# retriever query

Embed a text query and return the top-k nearest rows from a LanceDB table
previously written by `retriever ingest` (or any compatible pipeline).

If flags below look stale, re-check `retriever query --help`.

## When to use this

- You have already ingested documents and want to retrieve relevant
  chunks/primitives for a natural-language query.
- You want a one-shot CLI lookup — no service, no UI.

**Use a different command when:**

- You want recall metrics over a labelled query set → `retriever recall`.
- You want to grade end-to-end QA quality → `retriever eval`.
- You want a long-running query endpoint → `retriever service`.
- You want to compare two retrieval runs → `retriever compare`.

## Canonical invocations

Top-10 search against the default table:

```bash
<RETRIEVER_VENV>/bin/retriever query "what is in chart 1?"
```

Top-3, custom table:

```bash
<RETRIEVER_VENV>/bin/retriever query "average frequency ranges for tweeters" \
  --top-k 3 \
  --lancedb-uri ./my-lancedb \
  --table-name my-corpus
```

## Inputs

- **Positional `QUERY`** — single text string. Required. Quote it in the shell
  to keep multi-word queries intact.

## Outputs

- JSON array on stdout, one object per hit, sorted by ascending `_distance`
  (lower = more similar). Each hit includes:
  - `_distance` — vector distance in the embedding space.
  - `text` — the retrieved primitive's text content.
  - `source` / `path` / `source_id` — origin document path.
  - `page_number`, `pdf_basename`, `pdf_page` — locator.
  - `metadata` — JSON string with `type` (`text` / `table` / `chart` / `image`)
    and, where applicable, a normalised `bbox_xyxy_norm`.

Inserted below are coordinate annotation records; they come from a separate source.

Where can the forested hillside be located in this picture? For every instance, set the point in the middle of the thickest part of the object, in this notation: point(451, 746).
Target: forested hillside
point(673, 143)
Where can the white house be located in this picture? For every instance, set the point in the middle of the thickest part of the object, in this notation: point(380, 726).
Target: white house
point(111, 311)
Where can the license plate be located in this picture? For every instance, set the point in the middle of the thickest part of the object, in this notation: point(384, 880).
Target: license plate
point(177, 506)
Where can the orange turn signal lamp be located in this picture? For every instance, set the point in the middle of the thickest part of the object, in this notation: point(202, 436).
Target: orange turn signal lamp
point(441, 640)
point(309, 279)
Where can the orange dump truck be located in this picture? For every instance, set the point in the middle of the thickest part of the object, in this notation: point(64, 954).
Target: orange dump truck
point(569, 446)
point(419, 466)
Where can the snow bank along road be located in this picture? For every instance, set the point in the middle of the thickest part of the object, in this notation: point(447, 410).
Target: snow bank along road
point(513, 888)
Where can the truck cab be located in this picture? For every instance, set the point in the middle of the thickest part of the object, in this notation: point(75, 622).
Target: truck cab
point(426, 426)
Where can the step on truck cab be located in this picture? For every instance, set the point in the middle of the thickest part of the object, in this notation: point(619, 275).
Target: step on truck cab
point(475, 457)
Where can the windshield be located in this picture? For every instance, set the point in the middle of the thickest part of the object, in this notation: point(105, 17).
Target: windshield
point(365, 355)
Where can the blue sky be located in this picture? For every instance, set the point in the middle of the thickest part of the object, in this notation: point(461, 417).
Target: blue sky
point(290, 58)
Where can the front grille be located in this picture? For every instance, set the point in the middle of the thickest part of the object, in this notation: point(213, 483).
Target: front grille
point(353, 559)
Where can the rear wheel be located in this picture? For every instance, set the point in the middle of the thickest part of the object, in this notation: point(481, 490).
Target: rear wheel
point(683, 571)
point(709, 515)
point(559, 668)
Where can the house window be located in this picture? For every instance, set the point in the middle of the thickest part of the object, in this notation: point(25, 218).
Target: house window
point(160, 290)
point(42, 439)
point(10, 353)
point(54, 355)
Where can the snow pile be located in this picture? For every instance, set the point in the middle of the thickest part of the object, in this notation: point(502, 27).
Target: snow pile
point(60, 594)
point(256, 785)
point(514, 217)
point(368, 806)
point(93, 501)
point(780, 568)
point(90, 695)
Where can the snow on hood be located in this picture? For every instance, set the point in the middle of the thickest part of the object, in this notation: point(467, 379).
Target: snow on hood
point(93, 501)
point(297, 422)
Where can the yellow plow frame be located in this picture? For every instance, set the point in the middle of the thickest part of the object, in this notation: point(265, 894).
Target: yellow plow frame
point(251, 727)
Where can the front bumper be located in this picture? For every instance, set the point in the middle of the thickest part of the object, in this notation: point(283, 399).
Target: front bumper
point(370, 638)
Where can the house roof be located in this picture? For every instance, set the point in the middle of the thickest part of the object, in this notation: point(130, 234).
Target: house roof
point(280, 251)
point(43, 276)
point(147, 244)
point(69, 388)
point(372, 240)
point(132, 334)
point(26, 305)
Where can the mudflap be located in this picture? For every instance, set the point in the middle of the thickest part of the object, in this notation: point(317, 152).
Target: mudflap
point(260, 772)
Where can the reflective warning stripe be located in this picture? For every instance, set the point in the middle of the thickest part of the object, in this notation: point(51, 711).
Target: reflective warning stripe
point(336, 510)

Pipe through Python for filtering, e.g. only chart hits:

```bash
<RETRIEVER_VENV>/bin/retriever query "gadget costs" | <RETRIEVER_VENV>/bin/python -c 'import json,sys; hits=json.load(sys.stdin); print(json.dumps([h for h in hits if json.loads(h["metadata"]).get("type")=="chart"], indent=2))'
```

## Key flags

| Flag | Default | Notes |
|---|---|---|
| `--top-k` | `10` | Max hits to return. Must be ≥ 1. |
| `--lancedb-uri` | `lancedb` | Must match what `ingest` wrote to. |
| `--table-name` | `nemo-retriever` | Must match what `ingest` wrote to. |

## Distance interpretation

- The embedder (`llama-nemotron-embed-vl-1b-v2`) returns mean-pooled vectors;
  LanceDB returns L2 distance by default. Typical relevant hits are in the
  ~1.0–1.7 range for this model on prose queries; treat `_distance` as
  **ranking-only**, not a calibrated similarity score.
- The query uses the **VL** variant of the embedder so text queries can match
  ingested image/chart embeddings as well as text. Expect mixed-modality hits
  in the result list.

## Common failure modes

- **Empty result array** — table is empty (no ingest run yet) or
  `--table-name` / `--lancedb-uri` don't match where ingest wrote.
- **`Table 'nemo-retriever' was not found`** — same root cause: wrong table/URI,
  or ingest hasn't been run.
- **First query is slow (~10–15s)** — vLLM startup for the query embedder.
  Subsequent queries in the same process are sub-second; one-shot CLI
  invocations always pay this cost.
- **Surprisingly low-relevance top hit** — for very short corpora, even
  unrelated queries return *something* with a non-huge distance. Inspect
  `_distance` gaps between hits rather than absolute values.

## Related

- [[ingest]] — populate the table this command reads.
- `retriever recall --help` — batch query → recall@k against ground truth.
- `retriever eval --help` — end-to-end QA evaluation.